Proyek pemiskinan secara kultural ini kerap datang dalam rupa proyek yang tampak mulia: bantuan, konservasi, pendidikan, misi kemanusiaan, atau pengenalan sistem ekonomi uang melalui pasar. Sayangnya, semua itu sering tidak disesuaikan dengan konteks budaya setempat. Akibatnya, nilai-nilai lokal yang sudah mengakar tergantikan oleh sistem luar yang belum tentu lebih baik. Ini adalah jenis kerugian yang tak ternilai dan sering kali irreversible. Kesenian yang punah, bahasa yang hilang, hingga cara hidup yang perlahan terkikis, adalah sebagian dari kehilangan yang tidak dicatat dalam laporan pembangunan. Sering kali, negara hadir ke desa bukan hanya dengan membawa program, tapi juga membawa cara pandang. Tidak jarang, pendekatan pembangunan dilakukan dengan memberi label-label yang tidak berasal dari warga sendiri.
Oleh karena itu, seharusnya negara sadar bahwa pada setiap kebijakan, negara harus sadar bahwa tidak semua sudut pandang dari luar bisa dipaksakan begitu saja di desa. Negara harus sadar bahwa tidak semua cara pandang pembangunan dari kota atau pusat bisa serta-merta cocok diterapkan di komunitas lokal.
Padahal, desa menyimpan kekayaan yang jauh lebih beragam: alam yang lestari, budaya yang hidup, solidaritas sosial yang kuat. Satu hal yang sering dilupakan adalah, standard kebahagiaan yang diukur dari jumlah uang sebagaimana dibawa negara lewat berbagai program bantuan tidak selalu relevan di desa. Banyak warga yang dalam statistik dikategorikan sebagai miskin, justru menjalani hidup dengan bahagia dalam kesederhanaan.
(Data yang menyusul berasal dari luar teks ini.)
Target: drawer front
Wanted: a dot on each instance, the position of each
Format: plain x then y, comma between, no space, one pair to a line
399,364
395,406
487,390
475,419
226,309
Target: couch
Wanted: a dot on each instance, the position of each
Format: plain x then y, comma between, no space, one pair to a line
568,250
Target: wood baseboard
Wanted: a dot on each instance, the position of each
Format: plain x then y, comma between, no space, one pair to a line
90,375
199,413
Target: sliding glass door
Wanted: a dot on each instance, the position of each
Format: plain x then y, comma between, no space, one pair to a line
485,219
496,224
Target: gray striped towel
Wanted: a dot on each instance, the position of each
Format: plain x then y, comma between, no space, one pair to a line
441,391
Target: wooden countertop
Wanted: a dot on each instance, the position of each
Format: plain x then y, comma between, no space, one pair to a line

Mereka tidak bergantung pada penghasilan bulanan atau rekening bank, tapi pada kekuatan jaringan sosial dan rasa saling memiliki. Desa adalah contoh terbaik bahwa apa yang ditanam, itulah yang dituai. Warga desa terbiasa melakukan kebaikan dan gotong royong bukan karena mengharapkan imbalan, melainkan karena itu bagian dari keseharian. Kebaikan yang dilakukan secara konsisten itu mereka tuai setiap hari dalam bentuk kedamaian, saling bantu, dan rasa aman yang sulit ditemukan di tempat lain. Kebahagiaan mereka tidak lahir dari konsumsi barang mewah, melainkan dari kehidupan yang selaras dengan alam dan komunitas. Maka, ketika negara datang membawa standar kebahagiaan versi kota, sering kali itu justru mengacaukan keseimbangan yang sudah terjaga. Kemungkinan besar, kita yang di kota tidak bisa melihatnya karena justru tidak memiliki itu semua.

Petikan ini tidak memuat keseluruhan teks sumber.